# Feature Extraction and Unsupervised Learning for Generated tracks with Tensorboard

Similar to [`feature_extraction_and_tensorboard.ipynb`](feature_extraction_and_tensorboard.ipynb) but intended to be used with midi files generated by magenta experiments inside of `../../models/custom`.

## Imports

In [7]:
import sys, os, time, csv
sys.path.append('../python')

import utils
from multiprocessing import Pool as ThreadPool
import numpy as np
import tensorflow as tf
from tensorflow.contrib.tensorboard.plugins import projector

## Find paths to generated midi files

In [8]:
models_dir = '../../models/custom'
midi_paths = []
for dirs in os.listdir(models_dir):
    path = os.path.join(models_dir, dirs, 'generated')
    if os.path.exists(path):
        for f in os.listdir(path):
            midi_paths.append((os.path.join(path, f), dirs))

## Extract Features

In [9]:
num_threads = 8
pool = ThreadPool(num_threads)

start_time = time.time()
extracted_features = pool.map(utils.extract_features, [p[0] for p in midi_paths])
print('Finished in {:.2f} seconds'.format(time.time() - start_time))

Finished in 17.76 seconds


## Remove unnecessary features

In [10]:
vec = []
for f in extracted_features:
    if f is not None:
        arr = f[0][0]
        arr.pop(0) # first element is an empty string
        arr.pop(-1) # last element is an empty string
        vec.append(np.array(arr))
embeddings = np.asarray(vec)

## Tensorboard Labels/Metadata
Create a `metadata.tsv` file to assosciate msd track metadata to data points in tensorboard. Here we label data points by their path and experiment name.

In [11]:
LOG_DIR='../../data/generated_logdir'
with open(os.path.join(LOG_DIR, 'metadata.tsv'), 'w') as f:
    writer = csv.writer(f, delimiter='\t')
    writer.writerow(['path', 'experiment'])
    for i, feat in enumerate(extracted_features):
        writer.writerow(midi_paths[i])

## Tensorboard Embeddings
Expose the embeddings to be used tensorboard.

In [12]:
sess = tf.Session()

# create embeddings var
emb = tf.Variable(embeddings, name='embeddings')

# embedding projector
summary_writer = tf.train.SummaryWriter(LOG_DIR)
config = projector.ProjectorConfig()
embedding = config.embeddings.add()
embedding.tensor_name = emb.name
embedding.metadata_path = os.path.join(LOG_DIR, 'metadata.tsv')
projector.visualize_embeddings(summary_writer, config)

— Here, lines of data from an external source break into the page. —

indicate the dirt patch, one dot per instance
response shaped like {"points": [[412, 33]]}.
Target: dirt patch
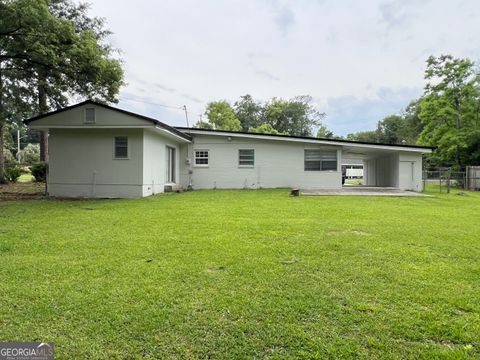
{"points": [[348, 232], [22, 191], [215, 268]]}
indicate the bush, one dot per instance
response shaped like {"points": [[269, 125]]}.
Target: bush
{"points": [[39, 171], [12, 173], [30, 154]]}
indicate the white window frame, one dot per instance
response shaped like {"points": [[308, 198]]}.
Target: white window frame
{"points": [[246, 165], [85, 121], [115, 146], [195, 157], [321, 161]]}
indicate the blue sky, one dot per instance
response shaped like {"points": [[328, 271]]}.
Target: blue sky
{"points": [[359, 60]]}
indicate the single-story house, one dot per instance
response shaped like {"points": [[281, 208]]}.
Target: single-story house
{"points": [[97, 150]]}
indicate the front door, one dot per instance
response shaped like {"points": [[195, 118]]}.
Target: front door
{"points": [[170, 164], [407, 175]]}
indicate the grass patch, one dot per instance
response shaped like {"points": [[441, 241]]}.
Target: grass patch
{"points": [[243, 274]]}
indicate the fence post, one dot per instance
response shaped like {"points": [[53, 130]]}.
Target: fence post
{"points": [[449, 176]]}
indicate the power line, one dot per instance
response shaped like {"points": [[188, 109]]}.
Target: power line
{"points": [[152, 103], [182, 108]]}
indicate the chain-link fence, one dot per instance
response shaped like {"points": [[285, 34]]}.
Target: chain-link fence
{"points": [[445, 179]]}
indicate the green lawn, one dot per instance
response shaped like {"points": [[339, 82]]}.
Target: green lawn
{"points": [[243, 274]]}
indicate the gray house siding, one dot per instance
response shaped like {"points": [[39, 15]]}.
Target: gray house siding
{"points": [[82, 163], [277, 164]]}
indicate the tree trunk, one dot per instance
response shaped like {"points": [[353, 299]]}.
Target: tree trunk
{"points": [[2, 128], [2, 155], [43, 109]]}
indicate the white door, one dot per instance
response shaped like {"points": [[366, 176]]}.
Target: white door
{"points": [[406, 177], [171, 168]]}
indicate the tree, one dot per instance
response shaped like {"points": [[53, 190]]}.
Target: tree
{"points": [[52, 51], [221, 116], [450, 110], [296, 116], [323, 132], [200, 124], [249, 112], [365, 136], [266, 129]]}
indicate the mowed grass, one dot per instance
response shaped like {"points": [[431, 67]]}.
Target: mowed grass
{"points": [[243, 274]]}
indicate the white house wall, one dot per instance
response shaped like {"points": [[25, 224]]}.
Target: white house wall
{"points": [[277, 164], [155, 162], [103, 118], [411, 181], [82, 163]]}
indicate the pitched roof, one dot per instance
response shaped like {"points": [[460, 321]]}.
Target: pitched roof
{"points": [[91, 102]]}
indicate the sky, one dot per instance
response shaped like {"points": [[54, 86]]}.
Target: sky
{"points": [[359, 60]]}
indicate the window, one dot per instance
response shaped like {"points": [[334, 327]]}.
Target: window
{"points": [[246, 157], [121, 147], [320, 160], [170, 164], [201, 157], [90, 116]]}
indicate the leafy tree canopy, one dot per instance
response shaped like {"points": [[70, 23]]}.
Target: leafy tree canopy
{"points": [[267, 129], [450, 110], [297, 116], [221, 116], [52, 51]]}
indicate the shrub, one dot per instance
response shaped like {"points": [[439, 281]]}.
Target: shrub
{"points": [[12, 173], [39, 171], [30, 154]]}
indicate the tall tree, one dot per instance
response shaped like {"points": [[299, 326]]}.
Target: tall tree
{"points": [[450, 109], [296, 116], [249, 112], [266, 129], [323, 132], [221, 115], [58, 52]]}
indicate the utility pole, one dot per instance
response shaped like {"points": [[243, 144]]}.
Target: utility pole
{"points": [[186, 114], [18, 145]]}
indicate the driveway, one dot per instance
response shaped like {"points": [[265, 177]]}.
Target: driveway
{"points": [[363, 191]]}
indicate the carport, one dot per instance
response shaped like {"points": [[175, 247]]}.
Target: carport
{"points": [[389, 166]]}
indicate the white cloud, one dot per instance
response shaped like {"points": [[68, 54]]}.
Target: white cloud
{"points": [[360, 60]]}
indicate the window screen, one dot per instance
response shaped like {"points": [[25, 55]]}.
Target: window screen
{"points": [[90, 115], [121, 147], [201, 157], [320, 160], [246, 157]]}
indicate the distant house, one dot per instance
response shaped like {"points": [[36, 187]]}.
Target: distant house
{"points": [[100, 151]]}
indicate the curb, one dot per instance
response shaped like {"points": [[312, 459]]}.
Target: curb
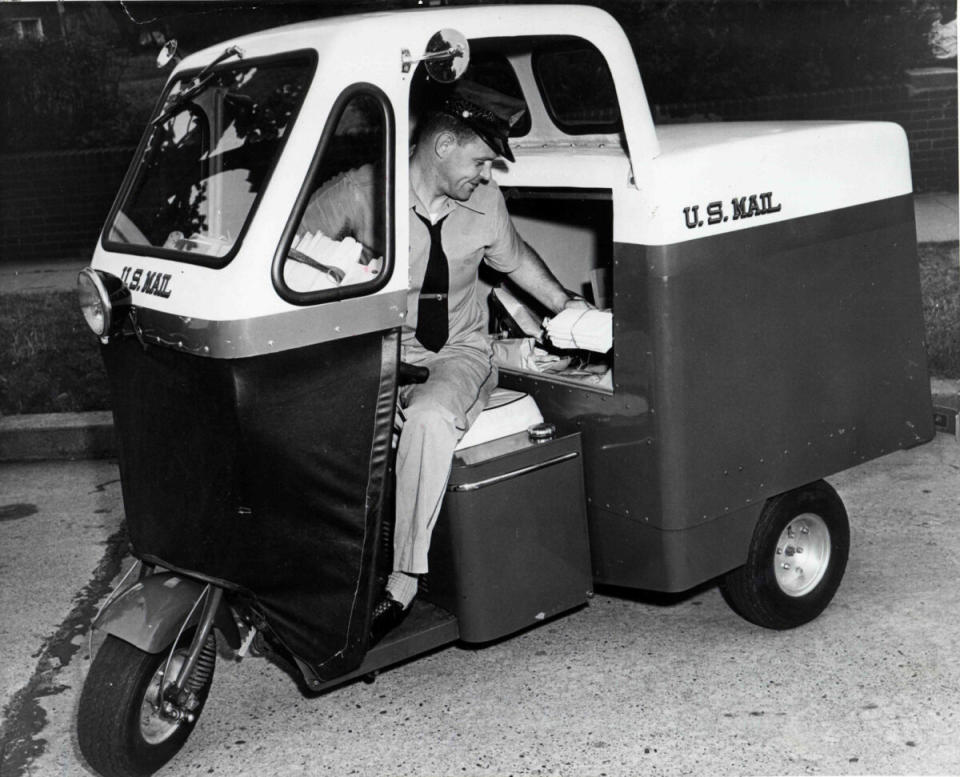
{"points": [[65, 436], [57, 436]]}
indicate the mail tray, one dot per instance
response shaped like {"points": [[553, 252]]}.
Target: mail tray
{"points": [[510, 548]]}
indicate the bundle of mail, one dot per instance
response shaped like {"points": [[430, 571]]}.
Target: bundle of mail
{"points": [[584, 329], [322, 263]]}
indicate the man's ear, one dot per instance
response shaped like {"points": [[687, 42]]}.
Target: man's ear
{"points": [[443, 143]]}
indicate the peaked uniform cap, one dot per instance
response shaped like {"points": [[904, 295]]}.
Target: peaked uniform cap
{"points": [[489, 113]]}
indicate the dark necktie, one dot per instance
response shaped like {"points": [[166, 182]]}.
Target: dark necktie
{"points": [[432, 322]]}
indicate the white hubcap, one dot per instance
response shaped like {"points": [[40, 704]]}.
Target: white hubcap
{"points": [[803, 554]]}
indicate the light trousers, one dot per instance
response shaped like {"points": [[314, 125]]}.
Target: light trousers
{"points": [[436, 414]]}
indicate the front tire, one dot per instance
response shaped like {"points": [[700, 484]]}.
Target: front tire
{"points": [[797, 557], [119, 728]]}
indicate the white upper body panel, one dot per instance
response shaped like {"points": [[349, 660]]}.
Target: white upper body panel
{"points": [[791, 169], [368, 49], [694, 181]]}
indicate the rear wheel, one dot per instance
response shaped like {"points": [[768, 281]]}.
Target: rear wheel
{"points": [[120, 729], [797, 558]]}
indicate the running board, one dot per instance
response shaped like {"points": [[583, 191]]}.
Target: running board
{"points": [[426, 627]]}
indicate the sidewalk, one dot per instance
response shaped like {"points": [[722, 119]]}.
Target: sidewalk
{"points": [[90, 435]]}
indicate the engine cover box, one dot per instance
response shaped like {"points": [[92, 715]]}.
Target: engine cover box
{"points": [[510, 548]]}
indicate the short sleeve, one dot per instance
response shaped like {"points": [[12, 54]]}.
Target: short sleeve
{"points": [[504, 253], [345, 206]]}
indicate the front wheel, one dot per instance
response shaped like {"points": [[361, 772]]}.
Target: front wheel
{"points": [[797, 557], [120, 730]]}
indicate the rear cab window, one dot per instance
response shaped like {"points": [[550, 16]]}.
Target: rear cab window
{"points": [[577, 88]]}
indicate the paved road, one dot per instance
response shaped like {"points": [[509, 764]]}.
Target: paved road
{"points": [[628, 685]]}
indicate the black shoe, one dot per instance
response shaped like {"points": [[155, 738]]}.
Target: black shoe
{"points": [[387, 615]]}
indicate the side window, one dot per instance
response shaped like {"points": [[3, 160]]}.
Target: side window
{"points": [[577, 88], [340, 243]]}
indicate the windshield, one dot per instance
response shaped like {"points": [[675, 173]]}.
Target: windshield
{"points": [[208, 156]]}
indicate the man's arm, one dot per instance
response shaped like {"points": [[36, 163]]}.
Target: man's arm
{"points": [[534, 277]]}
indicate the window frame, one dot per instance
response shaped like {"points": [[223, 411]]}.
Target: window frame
{"points": [[319, 296], [310, 59]]}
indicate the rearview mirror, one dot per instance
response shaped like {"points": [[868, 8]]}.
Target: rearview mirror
{"points": [[446, 58]]}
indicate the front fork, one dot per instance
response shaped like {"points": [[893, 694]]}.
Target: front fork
{"points": [[155, 612], [179, 698]]}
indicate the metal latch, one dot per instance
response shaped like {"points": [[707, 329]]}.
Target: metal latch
{"points": [[945, 419]]}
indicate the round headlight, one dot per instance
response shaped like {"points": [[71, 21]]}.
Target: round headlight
{"points": [[104, 300]]}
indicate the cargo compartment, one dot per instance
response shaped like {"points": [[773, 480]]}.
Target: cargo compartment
{"points": [[510, 548]]}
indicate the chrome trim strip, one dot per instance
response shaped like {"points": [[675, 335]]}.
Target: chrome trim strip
{"points": [[242, 338], [516, 473]]}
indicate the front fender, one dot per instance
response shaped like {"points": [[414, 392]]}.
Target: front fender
{"points": [[149, 614]]}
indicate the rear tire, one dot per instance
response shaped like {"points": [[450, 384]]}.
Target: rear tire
{"points": [[797, 557], [119, 730]]}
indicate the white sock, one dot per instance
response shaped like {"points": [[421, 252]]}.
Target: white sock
{"points": [[402, 587]]}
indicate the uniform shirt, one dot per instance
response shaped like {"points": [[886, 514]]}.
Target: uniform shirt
{"points": [[477, 230]]}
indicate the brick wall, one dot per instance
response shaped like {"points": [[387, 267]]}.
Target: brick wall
{"points": [[925, 106], [53, 205]]}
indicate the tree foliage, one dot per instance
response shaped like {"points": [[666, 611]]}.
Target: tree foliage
{"points": [[63, 94], [720, 49]]}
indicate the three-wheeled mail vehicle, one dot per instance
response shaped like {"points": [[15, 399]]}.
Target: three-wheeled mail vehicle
{"points": [[766, 325]]}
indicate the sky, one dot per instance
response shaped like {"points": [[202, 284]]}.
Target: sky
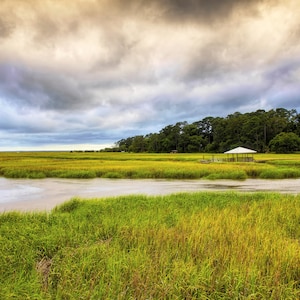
{"points": [[83, 74]]}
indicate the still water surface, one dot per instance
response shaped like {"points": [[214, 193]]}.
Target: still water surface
{"points": [[45, 194]]}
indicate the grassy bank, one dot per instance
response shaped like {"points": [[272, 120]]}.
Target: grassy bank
{"points": [[184, 246], [131, 165]]}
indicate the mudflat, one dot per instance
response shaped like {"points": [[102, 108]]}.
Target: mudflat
{"points": [[45, 194]]}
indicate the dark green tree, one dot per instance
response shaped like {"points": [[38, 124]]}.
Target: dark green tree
{"points": [[285, 142]]}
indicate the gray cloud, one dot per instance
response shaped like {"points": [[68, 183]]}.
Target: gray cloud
{"points": [[88, 71]]}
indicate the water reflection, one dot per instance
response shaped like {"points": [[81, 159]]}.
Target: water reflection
{"points": [[44, 194]]}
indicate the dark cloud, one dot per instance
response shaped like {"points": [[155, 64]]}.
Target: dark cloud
{"points": [[41, 89], [84, 71]]}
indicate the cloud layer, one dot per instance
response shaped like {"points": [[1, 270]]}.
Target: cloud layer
{"points": [[95, 71]]}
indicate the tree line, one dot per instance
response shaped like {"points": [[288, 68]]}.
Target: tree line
{"points": [[275, 130]]}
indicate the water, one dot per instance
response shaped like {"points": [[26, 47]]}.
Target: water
{"points": [[45, 194]]}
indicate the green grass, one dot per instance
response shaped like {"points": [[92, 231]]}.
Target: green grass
{"points": [[145, 165], [184, 246]]}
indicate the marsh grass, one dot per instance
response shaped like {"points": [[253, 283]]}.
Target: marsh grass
{"points": [[144, 165], [184, 246]]}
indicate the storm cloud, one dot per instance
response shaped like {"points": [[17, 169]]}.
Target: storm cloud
{"points": [[94, 71]]}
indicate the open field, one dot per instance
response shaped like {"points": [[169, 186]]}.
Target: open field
{"points": [[132, 165], [183, 246]]}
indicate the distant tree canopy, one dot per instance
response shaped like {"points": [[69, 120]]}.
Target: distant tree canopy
{"points": [[261, 130]]}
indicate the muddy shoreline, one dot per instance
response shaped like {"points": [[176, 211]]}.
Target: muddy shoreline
{"points": [[45, 194]]}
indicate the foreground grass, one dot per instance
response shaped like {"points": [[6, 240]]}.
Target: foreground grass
{"points": [[144, 165], [183, 246]]}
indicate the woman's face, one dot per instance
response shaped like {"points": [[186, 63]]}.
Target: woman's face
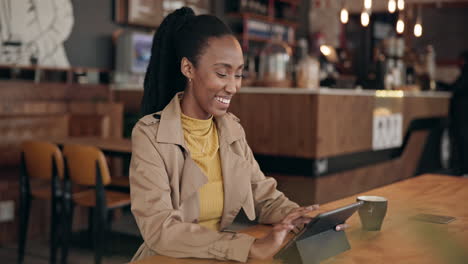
{"points": [[215, 79]]}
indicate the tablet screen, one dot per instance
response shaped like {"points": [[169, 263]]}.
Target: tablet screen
{"points": [[322, 223]]}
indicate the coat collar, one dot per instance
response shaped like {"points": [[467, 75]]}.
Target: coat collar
{"points": [[170, 125]]}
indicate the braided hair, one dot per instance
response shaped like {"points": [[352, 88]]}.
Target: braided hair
{"points": [[181, 34]]}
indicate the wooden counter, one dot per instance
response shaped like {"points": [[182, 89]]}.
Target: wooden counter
{"points": [[320, 123], [292, 130], [401, 240]]}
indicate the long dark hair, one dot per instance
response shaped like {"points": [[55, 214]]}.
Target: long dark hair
{"points": [[181, 34]]}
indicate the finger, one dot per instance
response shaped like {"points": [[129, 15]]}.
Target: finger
{"points": [[302, 212], [283, 227], [302, 221], [341, 227]]}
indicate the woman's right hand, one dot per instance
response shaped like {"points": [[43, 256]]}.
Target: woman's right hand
{"points": [[267, 246]]}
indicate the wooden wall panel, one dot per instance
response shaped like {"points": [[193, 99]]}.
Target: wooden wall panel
{"points": [[423, 107], [113, 110], [28, 91], [276, 124], [344, 124]]}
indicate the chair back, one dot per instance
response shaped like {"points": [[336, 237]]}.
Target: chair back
{"points": [[38, 159], [81, 163]]}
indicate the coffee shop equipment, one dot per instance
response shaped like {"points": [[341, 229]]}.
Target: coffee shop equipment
{"points": [[308, 68], [275, 64]]}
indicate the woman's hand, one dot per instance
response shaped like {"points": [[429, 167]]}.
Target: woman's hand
{"points": [[267, 246]]}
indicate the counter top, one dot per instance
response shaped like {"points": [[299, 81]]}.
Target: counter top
{"points": [[337, 91]]}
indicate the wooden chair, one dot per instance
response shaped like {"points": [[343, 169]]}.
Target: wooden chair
{"points": [[42, 161], [86, 166]]}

# init and run the session
init = tf.global_variables_initializer()
sess.run(init)

# save checkpoint
saver = tf.train.Saver()
saver.save(sess, os.path.join(LOG_DIR, "model.ckpt"), 0)

Instructions for updating:
Please switch to tf.summary.FileWriter. The interface and behavior is the same; this is just a rename.


'../../data/generated_logdir/model.ckpt-0'